Her: Complicated? Moi? Oh, OK. You’re just a simple guy… You seem a bit nervous. Don’t worry, I’m old enough to be your mother. Oh I see, that’s what’s worrying you.
Him: In the dark cinema’s low lighting I feel aware of my every movement and what signals I might be sending to my partner. But that’s what we are here to embrace, the small nuances we display as we lose ourselves in the movie – being so close to someone, the intimacy is already in place, but there are rules of etiquette we share without knowing.
Her: ‘Lean closer, move your leg towards your partner, offer your hand, turn and smile into their eyes…’ It’s hard to know if he’s getting the same instructions and ignoring them, or if I’ve been cast as the pushy one! Oh OK, so now he’s putting his arm round me, slightly tentatively, but very sweetly.

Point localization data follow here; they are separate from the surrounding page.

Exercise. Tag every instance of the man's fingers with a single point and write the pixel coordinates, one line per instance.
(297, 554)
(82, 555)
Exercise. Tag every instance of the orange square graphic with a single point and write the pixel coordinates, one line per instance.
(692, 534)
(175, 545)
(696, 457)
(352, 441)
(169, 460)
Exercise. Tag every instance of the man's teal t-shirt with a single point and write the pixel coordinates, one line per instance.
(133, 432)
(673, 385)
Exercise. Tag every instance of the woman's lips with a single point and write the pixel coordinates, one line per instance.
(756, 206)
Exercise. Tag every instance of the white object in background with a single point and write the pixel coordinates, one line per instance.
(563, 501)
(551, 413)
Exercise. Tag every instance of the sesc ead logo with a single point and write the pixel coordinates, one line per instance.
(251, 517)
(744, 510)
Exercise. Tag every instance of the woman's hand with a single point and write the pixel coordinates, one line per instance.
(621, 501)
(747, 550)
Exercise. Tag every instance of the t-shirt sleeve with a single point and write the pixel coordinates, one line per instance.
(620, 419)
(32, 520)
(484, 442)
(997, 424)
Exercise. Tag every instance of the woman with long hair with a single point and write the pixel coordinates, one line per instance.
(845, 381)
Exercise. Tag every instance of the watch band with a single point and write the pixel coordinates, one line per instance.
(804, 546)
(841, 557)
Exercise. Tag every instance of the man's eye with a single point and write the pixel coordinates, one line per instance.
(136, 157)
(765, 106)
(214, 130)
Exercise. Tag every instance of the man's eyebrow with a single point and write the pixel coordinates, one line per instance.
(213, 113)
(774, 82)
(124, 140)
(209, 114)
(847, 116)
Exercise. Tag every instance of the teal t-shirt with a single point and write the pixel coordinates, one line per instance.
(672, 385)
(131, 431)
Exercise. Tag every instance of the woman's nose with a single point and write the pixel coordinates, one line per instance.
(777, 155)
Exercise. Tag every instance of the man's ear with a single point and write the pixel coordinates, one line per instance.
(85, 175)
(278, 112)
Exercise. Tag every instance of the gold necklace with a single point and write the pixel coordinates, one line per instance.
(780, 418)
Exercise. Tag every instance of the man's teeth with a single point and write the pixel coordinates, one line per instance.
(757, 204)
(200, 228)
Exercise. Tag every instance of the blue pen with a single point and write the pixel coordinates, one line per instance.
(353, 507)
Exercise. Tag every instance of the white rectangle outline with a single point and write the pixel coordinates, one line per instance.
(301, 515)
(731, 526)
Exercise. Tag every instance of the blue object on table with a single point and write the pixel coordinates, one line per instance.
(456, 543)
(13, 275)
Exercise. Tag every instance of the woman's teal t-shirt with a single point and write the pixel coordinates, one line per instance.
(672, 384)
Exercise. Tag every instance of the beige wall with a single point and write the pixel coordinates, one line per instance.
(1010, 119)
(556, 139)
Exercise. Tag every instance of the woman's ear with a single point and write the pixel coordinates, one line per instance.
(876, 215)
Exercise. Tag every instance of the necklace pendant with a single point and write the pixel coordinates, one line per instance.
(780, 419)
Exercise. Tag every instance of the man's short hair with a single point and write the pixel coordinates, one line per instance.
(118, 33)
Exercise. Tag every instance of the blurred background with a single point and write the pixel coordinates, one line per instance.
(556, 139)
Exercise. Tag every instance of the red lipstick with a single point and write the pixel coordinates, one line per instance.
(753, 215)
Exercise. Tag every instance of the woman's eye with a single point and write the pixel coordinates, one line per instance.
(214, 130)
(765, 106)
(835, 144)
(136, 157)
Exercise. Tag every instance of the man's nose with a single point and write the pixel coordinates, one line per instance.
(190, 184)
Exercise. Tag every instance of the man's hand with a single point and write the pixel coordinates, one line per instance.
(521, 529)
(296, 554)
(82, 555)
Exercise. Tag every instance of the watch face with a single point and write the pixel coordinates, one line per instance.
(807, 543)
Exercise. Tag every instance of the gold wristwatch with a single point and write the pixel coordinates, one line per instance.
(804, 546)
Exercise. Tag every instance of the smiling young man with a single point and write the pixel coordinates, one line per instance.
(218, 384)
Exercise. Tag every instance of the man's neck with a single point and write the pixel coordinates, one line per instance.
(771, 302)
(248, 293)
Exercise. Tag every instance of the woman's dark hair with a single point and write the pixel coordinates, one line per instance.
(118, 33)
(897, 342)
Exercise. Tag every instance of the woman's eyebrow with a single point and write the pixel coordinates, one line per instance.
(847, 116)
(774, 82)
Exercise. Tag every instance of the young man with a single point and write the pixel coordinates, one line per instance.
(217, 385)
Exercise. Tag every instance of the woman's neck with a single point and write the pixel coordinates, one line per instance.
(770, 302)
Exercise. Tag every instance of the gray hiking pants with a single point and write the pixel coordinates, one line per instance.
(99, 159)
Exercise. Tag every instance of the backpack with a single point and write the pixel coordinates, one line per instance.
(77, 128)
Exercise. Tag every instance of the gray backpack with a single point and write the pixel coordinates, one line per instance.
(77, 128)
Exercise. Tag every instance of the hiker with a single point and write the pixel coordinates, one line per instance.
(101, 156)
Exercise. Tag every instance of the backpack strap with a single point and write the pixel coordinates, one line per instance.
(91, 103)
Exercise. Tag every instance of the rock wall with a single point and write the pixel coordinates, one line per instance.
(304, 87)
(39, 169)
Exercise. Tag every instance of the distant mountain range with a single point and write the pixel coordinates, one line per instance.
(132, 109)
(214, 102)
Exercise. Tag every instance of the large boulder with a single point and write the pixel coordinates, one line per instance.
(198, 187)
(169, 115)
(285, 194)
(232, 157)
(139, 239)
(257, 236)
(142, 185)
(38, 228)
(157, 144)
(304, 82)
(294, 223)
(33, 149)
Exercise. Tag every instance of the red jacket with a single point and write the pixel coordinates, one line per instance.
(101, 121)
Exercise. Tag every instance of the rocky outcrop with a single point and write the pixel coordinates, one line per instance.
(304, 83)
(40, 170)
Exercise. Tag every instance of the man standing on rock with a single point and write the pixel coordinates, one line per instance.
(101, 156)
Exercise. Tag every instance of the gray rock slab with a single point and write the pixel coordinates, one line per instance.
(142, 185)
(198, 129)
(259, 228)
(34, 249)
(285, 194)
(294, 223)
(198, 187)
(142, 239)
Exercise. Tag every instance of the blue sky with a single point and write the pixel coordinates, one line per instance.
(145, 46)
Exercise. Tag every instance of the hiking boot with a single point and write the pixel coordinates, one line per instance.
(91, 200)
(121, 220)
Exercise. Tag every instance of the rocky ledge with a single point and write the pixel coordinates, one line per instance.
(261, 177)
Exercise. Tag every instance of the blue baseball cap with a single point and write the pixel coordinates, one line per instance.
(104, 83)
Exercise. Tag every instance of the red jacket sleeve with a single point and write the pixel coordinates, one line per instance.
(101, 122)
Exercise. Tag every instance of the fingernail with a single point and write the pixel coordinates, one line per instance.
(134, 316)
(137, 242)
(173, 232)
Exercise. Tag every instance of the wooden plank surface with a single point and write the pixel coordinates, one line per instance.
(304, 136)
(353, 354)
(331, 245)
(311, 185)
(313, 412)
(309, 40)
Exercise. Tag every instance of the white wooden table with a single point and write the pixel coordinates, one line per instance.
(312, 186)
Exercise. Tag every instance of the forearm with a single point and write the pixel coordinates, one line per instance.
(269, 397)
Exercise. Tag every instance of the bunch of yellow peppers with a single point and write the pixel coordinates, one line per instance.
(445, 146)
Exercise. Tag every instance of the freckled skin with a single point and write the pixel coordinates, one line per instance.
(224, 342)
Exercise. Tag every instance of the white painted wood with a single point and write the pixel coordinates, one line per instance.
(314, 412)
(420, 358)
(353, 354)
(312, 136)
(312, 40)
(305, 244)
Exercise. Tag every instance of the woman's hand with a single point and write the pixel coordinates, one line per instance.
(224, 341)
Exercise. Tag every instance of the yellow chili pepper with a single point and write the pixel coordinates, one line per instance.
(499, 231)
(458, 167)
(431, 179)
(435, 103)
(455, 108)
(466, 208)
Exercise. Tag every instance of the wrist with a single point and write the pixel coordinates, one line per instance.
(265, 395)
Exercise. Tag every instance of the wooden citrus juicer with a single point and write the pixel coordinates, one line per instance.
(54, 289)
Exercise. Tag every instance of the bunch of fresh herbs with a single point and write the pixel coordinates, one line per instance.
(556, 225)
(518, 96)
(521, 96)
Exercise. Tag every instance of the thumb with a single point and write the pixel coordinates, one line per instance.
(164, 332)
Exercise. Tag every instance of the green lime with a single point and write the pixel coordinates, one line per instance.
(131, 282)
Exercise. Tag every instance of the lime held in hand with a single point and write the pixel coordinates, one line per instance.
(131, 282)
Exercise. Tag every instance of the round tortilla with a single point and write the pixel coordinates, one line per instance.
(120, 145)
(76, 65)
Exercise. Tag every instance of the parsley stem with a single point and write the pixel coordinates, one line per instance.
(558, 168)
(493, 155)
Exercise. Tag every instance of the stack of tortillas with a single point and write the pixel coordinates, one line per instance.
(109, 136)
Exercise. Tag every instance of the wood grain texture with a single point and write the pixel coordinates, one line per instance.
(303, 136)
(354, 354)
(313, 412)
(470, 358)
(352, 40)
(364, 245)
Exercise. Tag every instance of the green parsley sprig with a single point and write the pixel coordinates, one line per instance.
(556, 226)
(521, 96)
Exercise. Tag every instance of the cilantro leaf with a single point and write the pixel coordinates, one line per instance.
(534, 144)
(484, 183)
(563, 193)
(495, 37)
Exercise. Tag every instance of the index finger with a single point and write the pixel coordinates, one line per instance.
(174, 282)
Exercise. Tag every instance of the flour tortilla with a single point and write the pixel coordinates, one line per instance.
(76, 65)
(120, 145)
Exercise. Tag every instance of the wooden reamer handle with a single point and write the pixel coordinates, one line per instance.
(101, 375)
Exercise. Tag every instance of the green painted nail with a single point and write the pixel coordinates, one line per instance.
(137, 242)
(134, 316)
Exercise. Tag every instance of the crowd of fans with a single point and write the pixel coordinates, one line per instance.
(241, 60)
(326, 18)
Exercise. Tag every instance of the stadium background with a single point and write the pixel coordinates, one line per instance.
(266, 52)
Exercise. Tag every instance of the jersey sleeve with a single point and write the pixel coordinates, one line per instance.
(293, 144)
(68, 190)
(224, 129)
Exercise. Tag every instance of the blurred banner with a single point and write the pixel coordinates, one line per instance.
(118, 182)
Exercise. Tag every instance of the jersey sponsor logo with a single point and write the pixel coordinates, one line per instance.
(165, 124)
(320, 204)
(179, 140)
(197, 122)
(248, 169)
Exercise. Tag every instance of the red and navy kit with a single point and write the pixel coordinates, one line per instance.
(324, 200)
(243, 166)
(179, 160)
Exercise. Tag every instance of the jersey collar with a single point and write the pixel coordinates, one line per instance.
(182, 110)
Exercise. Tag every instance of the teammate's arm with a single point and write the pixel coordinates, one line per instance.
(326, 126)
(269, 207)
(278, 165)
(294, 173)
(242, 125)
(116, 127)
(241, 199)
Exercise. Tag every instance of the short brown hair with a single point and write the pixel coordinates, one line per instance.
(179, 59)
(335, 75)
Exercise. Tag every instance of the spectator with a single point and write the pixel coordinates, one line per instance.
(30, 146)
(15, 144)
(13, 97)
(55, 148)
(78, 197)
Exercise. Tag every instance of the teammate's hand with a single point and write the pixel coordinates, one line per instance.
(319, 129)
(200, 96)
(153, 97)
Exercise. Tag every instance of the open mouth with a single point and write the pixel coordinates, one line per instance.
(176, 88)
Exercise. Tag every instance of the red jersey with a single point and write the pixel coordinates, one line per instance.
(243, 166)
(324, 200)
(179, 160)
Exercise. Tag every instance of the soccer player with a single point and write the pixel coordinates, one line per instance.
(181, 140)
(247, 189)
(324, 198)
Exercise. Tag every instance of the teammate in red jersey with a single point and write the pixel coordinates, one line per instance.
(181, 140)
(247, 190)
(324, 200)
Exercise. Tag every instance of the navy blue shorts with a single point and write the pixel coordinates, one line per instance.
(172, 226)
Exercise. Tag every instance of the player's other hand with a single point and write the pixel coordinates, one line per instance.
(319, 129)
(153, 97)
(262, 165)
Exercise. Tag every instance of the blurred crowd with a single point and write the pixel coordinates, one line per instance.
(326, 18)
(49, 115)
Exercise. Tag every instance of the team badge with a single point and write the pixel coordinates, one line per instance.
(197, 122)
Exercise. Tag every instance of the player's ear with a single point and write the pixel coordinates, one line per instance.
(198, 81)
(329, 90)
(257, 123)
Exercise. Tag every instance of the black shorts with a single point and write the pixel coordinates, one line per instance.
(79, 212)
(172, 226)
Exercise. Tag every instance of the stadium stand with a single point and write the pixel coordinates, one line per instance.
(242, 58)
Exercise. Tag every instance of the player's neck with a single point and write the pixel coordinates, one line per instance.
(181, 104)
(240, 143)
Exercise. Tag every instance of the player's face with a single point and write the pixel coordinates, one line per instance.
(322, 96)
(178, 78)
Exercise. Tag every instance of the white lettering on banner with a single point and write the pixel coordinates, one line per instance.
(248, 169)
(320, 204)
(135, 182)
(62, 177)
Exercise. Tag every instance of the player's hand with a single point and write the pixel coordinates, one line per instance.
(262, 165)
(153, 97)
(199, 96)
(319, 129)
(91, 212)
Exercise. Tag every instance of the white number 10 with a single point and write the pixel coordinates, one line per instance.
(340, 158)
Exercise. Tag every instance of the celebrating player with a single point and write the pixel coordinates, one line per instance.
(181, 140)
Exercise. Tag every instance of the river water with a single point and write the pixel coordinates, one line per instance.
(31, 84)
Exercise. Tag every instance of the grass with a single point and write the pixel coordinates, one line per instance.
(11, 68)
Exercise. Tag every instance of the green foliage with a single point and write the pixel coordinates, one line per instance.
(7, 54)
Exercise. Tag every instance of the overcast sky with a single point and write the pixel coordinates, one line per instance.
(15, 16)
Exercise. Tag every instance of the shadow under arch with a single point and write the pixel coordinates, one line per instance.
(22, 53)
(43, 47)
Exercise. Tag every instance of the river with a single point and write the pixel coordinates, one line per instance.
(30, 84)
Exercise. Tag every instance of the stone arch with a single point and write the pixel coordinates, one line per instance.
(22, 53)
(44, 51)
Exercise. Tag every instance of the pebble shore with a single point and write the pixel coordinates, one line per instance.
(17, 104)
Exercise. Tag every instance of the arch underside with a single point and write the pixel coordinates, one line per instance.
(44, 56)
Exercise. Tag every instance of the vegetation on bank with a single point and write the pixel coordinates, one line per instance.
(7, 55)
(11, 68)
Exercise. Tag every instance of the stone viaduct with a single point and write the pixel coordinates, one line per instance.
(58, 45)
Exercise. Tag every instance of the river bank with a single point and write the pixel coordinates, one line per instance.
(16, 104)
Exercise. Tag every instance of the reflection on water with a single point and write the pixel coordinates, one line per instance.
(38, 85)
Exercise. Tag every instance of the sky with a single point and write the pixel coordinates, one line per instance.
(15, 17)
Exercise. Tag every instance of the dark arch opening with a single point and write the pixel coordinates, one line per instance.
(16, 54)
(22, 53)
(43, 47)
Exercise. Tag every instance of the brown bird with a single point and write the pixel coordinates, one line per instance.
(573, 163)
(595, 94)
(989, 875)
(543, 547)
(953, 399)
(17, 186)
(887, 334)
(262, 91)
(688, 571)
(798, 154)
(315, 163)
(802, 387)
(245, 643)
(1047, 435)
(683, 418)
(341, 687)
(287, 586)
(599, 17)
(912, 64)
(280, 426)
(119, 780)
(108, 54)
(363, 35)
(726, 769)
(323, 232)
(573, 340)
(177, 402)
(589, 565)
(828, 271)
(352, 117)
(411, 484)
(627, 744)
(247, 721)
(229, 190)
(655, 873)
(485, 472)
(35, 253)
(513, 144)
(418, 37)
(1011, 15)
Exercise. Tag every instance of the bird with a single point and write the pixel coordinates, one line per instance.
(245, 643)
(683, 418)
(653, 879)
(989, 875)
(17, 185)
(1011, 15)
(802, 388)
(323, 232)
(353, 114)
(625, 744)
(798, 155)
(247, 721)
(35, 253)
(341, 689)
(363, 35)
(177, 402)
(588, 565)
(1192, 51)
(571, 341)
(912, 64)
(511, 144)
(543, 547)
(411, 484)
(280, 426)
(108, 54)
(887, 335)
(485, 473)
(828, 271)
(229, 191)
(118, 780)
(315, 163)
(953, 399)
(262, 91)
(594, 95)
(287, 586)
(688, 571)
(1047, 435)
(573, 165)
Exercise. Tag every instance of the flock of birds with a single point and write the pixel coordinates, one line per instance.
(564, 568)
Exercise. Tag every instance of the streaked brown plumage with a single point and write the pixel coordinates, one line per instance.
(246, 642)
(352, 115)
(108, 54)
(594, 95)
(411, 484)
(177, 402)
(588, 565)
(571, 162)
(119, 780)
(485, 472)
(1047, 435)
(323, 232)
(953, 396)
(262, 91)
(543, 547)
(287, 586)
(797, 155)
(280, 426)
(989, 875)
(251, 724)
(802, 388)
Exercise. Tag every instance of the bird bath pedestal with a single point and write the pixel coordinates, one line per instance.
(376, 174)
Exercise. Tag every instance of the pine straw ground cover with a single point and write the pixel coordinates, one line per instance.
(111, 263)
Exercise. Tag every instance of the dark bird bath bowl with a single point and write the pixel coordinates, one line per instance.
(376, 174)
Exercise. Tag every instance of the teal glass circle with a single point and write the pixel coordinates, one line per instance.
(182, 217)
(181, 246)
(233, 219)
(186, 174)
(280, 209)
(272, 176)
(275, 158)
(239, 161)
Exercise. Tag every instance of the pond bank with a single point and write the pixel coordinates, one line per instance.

Him: Brief Encounter (1945) is the movie there on the cinema screen, and the etiquette of the 1940s era encompasses the space. I sit there feeling as if I have been placed into Trevor Howard’s shoes. Was my partner feeling a little like Celia Johnson? I’m unsure but I hope so. In the modern world gently taking someone’s hand sat next to you might not mean much, but it becomes apparent that these things really do have resonance, not just in the piece but in our everyday encounters with friends and family and that’s what’s so lovely – the piece never attempts to be anything more than a gentle and brief encounter with the person sat next to you. It’s not in-yer-face or life-changing and the piece does have its faults: it’s clear the focus is on us and our relationship with the person we are sat next to, but the interaction with the performers (our ushers) could have been embellished more to warm up the 1940s aesthetic.
Her: It’s a lovely set-up, but it feels like a slight piece. I’m not sure quite else what they could have done – I don’t think they could or should have pushed the personal physical contact beyond what was proposed. But it felt lacking; as if there was somewhere it needed to go next and never got to. But Melanie Wilson’s text is, as ever, poetic and beautiful, and the red-plush setting and usherettes’ outfits a simple but beautiful design (visual/live artist Abigail Conway’s contribution, I presume). I also liked the inclusion of a classic cartoon (Steamboat Willy, perhaps?) as a warm-up, referencing the days when a trip to the cinema meant more than just the main feature!
Him: Most of all it was really nice to escape the frenzy of the festival and share a cosy moment with a friend over a box of salty popcorn.
Her: Well, I don’t really do the ‘stars’ or ‘marks out of ten’ thing, but yes, I’d be happy to see him again. Just as friends.